Detective shares how Oceanside PD told disturbed, heavily armed man to turn himself in – NBC 7 San Diego

At a time when many local police departments focus on de-escalation tactics and training, Oceanside Police successfully used this training to disarm a man carrying multiple weapons and in mental distress using only his words. .

On Friday morning, Oceanside Police received a complaint about a man armed with three knives, a machete and a hatchet who was ranting in the hallways of Extra Space Storage near the intersection of Oceanside Boulevard and Beverly Glen Drive.

Once the incident was over, Det. Mark Theriot, the lead negotiator explained how they disarmed the man.

“Any time someone is armed with multiple knives, multiple weapons, the threat level is extremely high,” Theriot said.

Around 9 a.m., Theriot began the long and sometimes arduous process of surrendering safely.

“It was sometimes hard to decipher exactly who he was shouting at, whether it was me or those other voices,” Theriot said. “Sometimes it also takes a lot of patience.”

Theriot said the man was having a manic episode, pacing, screaming and hearing voices in his head. Equally disturbing was the purpose of his presence in the warehouse: he told police his daughter was trapped in one of the units and was screaming for help.

The police checked, however, and her daughter was fine and away from Extra Space Storage.

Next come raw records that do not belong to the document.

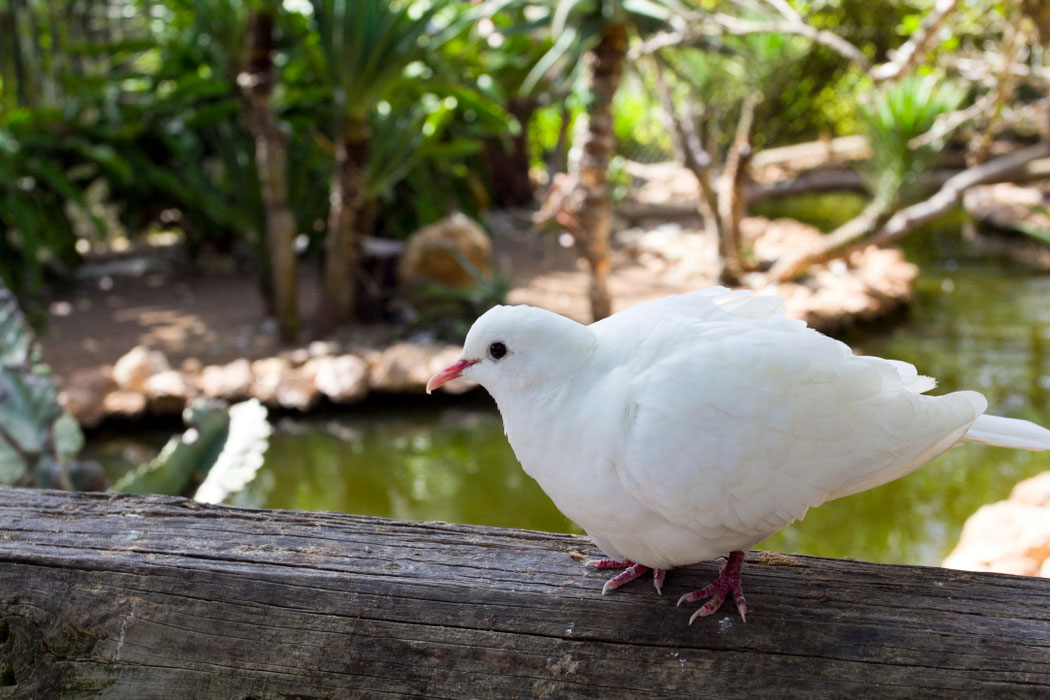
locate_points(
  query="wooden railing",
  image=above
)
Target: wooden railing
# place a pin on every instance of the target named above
(122, 596)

Police say the man was actually renting space there, which is how he got inside in the first place.

“He wasn’t responding very well to communication, to all kinds of commands,” Theriot said. “He believed…he was there to help someone, and, in a way, we were on the way.”

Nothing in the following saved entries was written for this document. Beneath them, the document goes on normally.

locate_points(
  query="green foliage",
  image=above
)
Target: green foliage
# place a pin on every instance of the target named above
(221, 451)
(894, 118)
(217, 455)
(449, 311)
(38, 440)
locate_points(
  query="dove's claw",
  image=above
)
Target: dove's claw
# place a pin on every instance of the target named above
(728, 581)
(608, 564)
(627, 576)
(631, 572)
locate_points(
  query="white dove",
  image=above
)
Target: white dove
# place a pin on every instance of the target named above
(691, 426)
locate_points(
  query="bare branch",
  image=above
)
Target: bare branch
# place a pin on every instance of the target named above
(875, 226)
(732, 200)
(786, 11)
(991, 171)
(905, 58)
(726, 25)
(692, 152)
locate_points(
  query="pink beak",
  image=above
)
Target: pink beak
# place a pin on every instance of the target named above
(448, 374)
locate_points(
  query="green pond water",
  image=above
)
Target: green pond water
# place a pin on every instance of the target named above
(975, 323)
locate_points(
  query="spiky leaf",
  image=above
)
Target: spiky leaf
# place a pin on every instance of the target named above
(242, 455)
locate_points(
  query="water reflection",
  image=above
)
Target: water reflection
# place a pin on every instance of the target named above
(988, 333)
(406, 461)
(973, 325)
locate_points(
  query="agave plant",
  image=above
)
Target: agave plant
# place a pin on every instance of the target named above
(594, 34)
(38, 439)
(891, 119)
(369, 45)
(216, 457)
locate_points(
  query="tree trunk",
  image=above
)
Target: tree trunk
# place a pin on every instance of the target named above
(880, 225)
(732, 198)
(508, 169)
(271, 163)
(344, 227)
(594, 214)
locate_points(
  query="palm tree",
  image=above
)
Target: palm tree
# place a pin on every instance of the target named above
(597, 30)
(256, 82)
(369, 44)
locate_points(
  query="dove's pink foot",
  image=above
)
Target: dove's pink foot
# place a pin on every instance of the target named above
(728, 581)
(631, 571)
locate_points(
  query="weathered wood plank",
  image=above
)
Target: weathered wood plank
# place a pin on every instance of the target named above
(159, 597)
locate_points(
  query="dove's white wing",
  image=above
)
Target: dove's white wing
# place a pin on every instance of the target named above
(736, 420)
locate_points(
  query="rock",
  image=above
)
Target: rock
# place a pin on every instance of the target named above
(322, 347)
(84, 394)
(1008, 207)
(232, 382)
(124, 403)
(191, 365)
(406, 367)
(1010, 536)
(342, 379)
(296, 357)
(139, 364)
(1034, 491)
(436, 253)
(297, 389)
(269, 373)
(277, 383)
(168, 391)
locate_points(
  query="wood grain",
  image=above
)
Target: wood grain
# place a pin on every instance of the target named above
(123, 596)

Theriot said the man, who spoke to her from opposite ends of a long hallway for four hours, did not verbally threaten police or threaten to kill himself. In fact, he periodically dropped his weapons, only to pick them up again.

Hour-long negotiations take up a lot of law enforcement resources for a long time – when does that become counterproductive?

“It’s hard to gauge — it’s something supervisors and commanders running the scene have to constantly think about,” Theriot said.

Shortly before 1 p.m., the man laid down his weapons, knelt down and surrendered.

“We did not use force against someone going through a mental health crisis,” Theriot said. “Any day of the week, I would consider this a success.”

After the incident, the man was taken to San Diego County Psychiatric Hospital for treatment.